An observable is always the strongest evidence but there's also the improbability of a mathematical coincidence that can serve as almost as strong evidence. For example the fact that the Bekenstein-Hawking entropy of an Event Horizon comes out to exactly be the surface area divided by plank-length-square units, seems to me almost a proof that nothing really falls into EHs. They only make it to the surface. I'm not saying Holographic Theory is correct, but it's on the right track.

My favorite conjecture is that what happens is things effectively lose a dimension when they reach the EH surface, and become like a "flatlander" (2D) universe, having only two degrees of freedom on the surface. For such a 2D universe their special "orthogonal" dimension they'd experience as "time" is the surface normal vector.
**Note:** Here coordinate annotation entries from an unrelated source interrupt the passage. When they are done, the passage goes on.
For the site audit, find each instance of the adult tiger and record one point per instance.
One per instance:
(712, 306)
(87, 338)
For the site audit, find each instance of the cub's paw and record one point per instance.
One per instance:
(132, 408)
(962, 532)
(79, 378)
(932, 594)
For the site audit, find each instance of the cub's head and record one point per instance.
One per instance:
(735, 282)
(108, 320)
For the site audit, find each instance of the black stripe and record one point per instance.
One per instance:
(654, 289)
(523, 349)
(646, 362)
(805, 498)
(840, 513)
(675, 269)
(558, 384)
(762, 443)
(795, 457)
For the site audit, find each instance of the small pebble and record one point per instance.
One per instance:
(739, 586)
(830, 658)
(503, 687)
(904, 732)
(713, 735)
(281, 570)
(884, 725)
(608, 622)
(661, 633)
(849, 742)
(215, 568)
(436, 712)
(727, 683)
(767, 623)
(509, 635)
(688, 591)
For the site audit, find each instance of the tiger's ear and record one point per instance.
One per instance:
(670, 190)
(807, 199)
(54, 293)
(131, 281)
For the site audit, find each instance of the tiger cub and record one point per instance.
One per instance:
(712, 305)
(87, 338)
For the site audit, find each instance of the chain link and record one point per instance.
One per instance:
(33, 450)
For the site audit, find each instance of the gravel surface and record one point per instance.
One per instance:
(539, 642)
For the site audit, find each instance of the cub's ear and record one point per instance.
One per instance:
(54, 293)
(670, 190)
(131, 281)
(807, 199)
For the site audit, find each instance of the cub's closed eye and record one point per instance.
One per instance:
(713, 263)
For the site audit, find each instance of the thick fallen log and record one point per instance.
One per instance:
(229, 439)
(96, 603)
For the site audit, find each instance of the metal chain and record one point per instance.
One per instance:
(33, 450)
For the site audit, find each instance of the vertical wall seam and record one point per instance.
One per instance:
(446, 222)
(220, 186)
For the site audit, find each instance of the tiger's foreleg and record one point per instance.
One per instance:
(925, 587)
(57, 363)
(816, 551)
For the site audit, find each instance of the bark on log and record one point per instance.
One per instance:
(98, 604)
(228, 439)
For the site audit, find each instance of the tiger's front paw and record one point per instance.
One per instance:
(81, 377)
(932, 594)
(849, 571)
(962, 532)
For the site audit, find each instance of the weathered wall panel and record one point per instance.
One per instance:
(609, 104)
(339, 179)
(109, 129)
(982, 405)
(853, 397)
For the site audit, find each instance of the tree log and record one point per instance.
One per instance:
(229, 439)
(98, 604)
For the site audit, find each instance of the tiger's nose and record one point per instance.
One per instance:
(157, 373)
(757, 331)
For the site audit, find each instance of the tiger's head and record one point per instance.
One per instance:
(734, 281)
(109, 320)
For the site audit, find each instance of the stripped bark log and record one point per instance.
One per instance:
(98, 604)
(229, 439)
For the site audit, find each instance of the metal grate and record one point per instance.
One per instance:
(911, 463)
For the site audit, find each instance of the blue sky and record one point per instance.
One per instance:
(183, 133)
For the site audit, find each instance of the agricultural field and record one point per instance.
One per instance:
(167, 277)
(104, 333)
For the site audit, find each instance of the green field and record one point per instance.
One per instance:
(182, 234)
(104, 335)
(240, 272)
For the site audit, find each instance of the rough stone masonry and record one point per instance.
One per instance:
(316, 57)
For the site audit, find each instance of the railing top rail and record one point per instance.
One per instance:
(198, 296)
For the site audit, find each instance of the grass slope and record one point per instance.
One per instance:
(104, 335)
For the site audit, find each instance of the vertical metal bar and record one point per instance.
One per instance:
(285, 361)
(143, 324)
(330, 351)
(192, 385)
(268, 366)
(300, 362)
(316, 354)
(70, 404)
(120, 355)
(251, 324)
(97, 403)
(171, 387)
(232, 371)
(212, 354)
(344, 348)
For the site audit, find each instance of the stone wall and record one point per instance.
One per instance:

Possibly time only moves forward for them when something new "falls in" causing the sphere to expand.

This view of things also implies the Big Bang is wrong, if our universe is a 3D EH. Because if you roll back the clock on an EH back to when it "formed" you don't end up at some distant past singularity; you simply get back to a time where stuff began to clump together from higher dimensions. The universe isn't exploding from a point, it's merely expanding because it itself is a 3D version of what we know as Event Horizons.

Just like a fish can't tell it's in water, we can't tell we're on a 3D EH. But we can see 2D versions of them embedded in our space.